Чернышев был грузный, отяжелевший. Бритый череп, багровое лицо гипертоника. Донимала одышка. Из-за нее не летал самолетами, ездил в Москву только поездом в мягком вагоне. Неделю туда, неделю обратно, первому секретарю часто оставлять Драй почти на месяц нежелательно. Потому выезжал изредка, только на пленумы ЦК, но вес в столице имел. Когда в 1963 г. начались перебои с хлебом, прямо заявил Хрущеву — с огнем играем. Приморские докеры лопатят канадскую пшеницу тысячами тонн, а их семьи едят хлеб пополам с кукурузой, и того — буханка в руки, очередь в три кольца. Хрущев согласился, снял хлебные ограничения в Приморском крае.
Командующий флотом адмирал Николай Амелько лаконично обрисовал обстановку. Американцы выдвинули к северокорейскому порту Вонсан авианосцы «Мидуэй» и «Энтерпрайз» с кораблями охранения, подняли в воздух авиацию. Демонстрируют решимость, заявленную в своей прессе, — если власти КНДР не отпустят «Пуэбло», они войдут в Вонсан и силой освободят корабль с экипажем.

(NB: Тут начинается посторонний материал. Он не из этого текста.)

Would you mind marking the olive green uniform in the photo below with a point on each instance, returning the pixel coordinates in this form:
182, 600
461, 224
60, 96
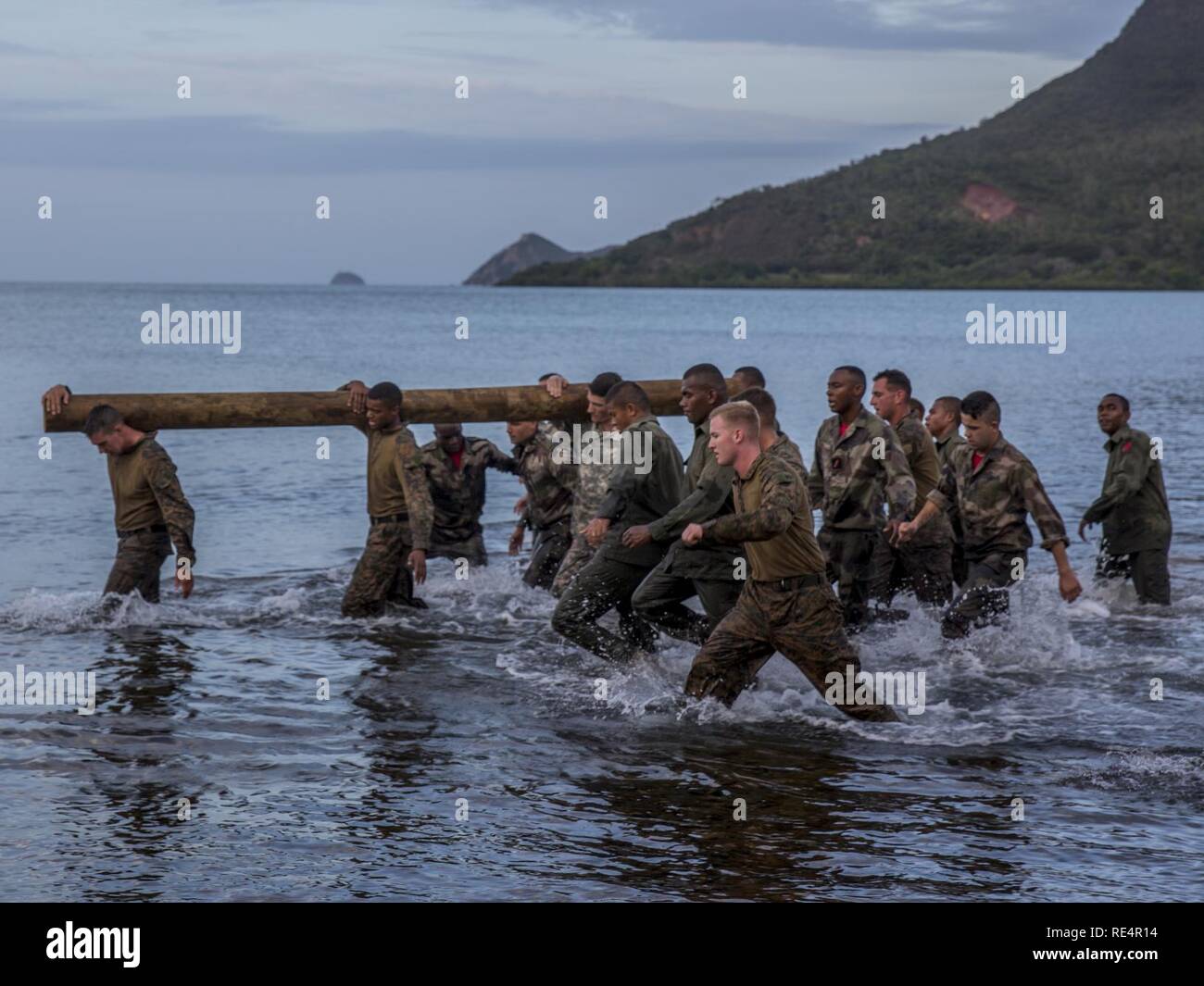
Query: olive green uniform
1135, 516
149, 512
786, 605
401, 517
853, 476
947, 449
458, 496
709, 572
549, 484
994, 501
613, 574
923, 565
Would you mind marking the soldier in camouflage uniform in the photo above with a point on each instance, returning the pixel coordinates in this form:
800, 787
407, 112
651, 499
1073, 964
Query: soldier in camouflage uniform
456, 473
995, 488
859, 465
1132, 505
923, 565
943, 424
709, 572
633, 499
149, 508
549, 478
400, 508
591, 480
787, 605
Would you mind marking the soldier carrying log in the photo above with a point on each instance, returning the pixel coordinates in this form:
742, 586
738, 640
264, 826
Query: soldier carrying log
149, 507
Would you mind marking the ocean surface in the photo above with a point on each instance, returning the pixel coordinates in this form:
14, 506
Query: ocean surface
464, 753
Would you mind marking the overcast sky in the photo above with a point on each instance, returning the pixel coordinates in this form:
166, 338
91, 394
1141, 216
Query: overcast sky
354, 99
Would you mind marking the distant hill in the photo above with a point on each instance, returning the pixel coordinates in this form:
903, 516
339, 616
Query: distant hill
528, 251
1051, 193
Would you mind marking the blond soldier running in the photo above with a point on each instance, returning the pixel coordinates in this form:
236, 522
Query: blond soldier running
149, 508
400, 508
787, 605
995, 488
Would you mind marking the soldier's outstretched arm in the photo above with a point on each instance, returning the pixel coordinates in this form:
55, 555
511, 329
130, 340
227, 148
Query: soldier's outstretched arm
357, 401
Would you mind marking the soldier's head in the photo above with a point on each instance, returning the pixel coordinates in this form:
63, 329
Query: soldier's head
627, 404
521, 431
944, 418
734, 432
703, 389
107, 431
746, 377
766, 412
890, 396
384, 406
980, 418
449, 438
847, 387
596, 397
1112, 413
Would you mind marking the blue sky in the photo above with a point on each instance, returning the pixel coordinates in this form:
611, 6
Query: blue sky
354, 99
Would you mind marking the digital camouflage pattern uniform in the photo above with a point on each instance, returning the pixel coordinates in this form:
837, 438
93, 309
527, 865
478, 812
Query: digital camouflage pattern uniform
994, 502
1135, 516
923, 565
787, 605
401, 517
549, 484
947, 449
850, 483
151, 513
591, 483
458, 496
613, 574
709, 572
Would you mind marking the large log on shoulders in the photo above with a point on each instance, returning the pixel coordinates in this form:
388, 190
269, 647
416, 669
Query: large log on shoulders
309, 408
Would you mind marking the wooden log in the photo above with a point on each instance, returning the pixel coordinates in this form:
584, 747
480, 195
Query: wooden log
311, 408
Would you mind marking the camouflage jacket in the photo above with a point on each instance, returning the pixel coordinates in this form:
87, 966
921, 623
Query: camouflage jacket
771, 520
458, 495
709, 493
593, 476
549, 481
787, 452
145, 493
995, 499
853, 474
633, 499
925, 465
1133, 502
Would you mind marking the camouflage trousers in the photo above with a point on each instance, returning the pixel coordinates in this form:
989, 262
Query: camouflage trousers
473, 549
137, 564
984, 596
806, 625
850, 556
381, 574
548, 549
925, 569
576, 559
660, 600
602, 585
1148, 571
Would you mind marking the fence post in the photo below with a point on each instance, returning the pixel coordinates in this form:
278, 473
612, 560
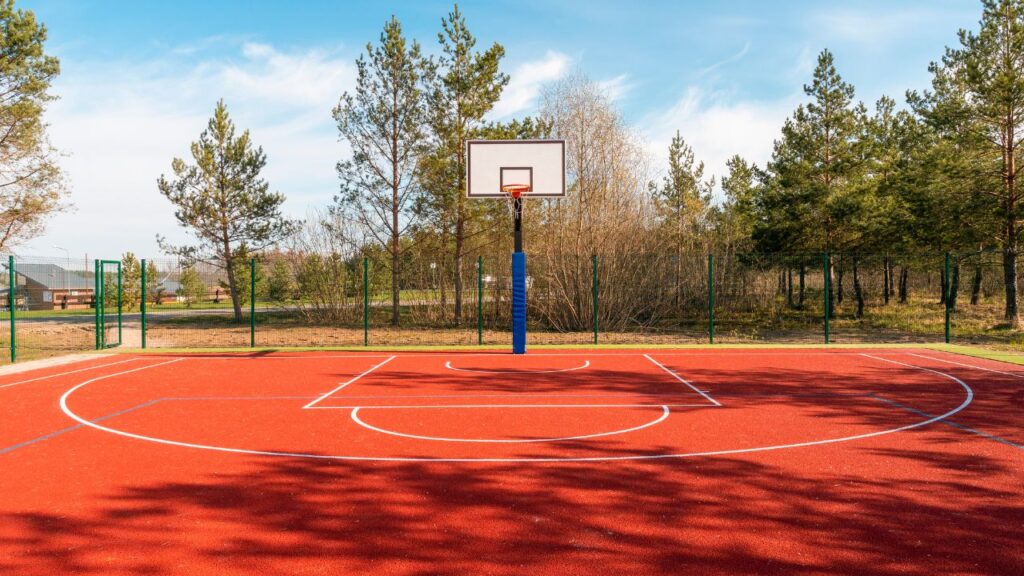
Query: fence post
121, 339
596, 307
479, 299
826, 263
142, 302
948, 297
96, 302
12, 304
711, 298
366, 301
252, 302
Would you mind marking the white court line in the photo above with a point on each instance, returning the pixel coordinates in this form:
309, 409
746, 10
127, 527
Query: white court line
355, 417
448, 365
70, 372
683, 380
343, 384
727, 452
1016, 375
442, 406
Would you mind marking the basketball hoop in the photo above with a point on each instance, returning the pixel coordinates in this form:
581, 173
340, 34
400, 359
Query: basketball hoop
515, 192
515, 170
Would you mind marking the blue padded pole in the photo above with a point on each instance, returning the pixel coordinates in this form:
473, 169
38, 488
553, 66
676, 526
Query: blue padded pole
518, 302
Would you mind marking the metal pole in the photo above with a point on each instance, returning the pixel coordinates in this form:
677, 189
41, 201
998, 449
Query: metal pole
366, 301
596, 301
101, 279
95, 301
479, 299
142, 302
948, 297
252, 303
12, 303
827, 275
711, 298
120, 291
517, 206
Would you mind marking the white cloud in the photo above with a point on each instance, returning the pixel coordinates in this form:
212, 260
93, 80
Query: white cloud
870, 29
717, 128
121, 124
615, 88
526, 81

— В Москву доложил? — спросил Чернышев.
— Спит Москва, Василий Ефимович, — ответил командующий.
«Нас это чрезвычайно обеспокоило, — вспоминал о событиях тех суток адмирал Амелько в журнале «Военно-исторический архив». — Ведь, во-первых, от их района маневрирования до Владивостока около 100 километров и, во-вторых, у нас с КНДР был заключен договор о взаимной, в том числе и военной обороне. Я немедленно связался с главкомом С.Г. Горшковым и заявил, что в этих условиях необходимо флот привести в полную боевую готовность. С.Г. Горшков заявил мне, ты-де мол, знаешь, что комфлотом подчинен министру обороны и главнокомандующему, звони министру обороны А.А. Гречко. На этом разговор закончился. Начал звонить министру обороны — не отвечает. Позвонил дежурному генералу КП Генштаба. Коротко объяснил обстановку, он ответил, что начальника Генштаба в Москве нет, а министр отдыхает на даче — разница во времени между Владивостоком и Москвой 7 часов. Попросил у дежурного генерала телефон дачи министра — он отказал, заявив, что ему это запрещено. Дело не терпело отлагательства. Я решил собрать Военный совет флота. Позвонил Василию Ефимовичу Чернышеву… Попросил, чтобы он обязательно был на заседании Военного совета — дело очень серьезное. Он пришел».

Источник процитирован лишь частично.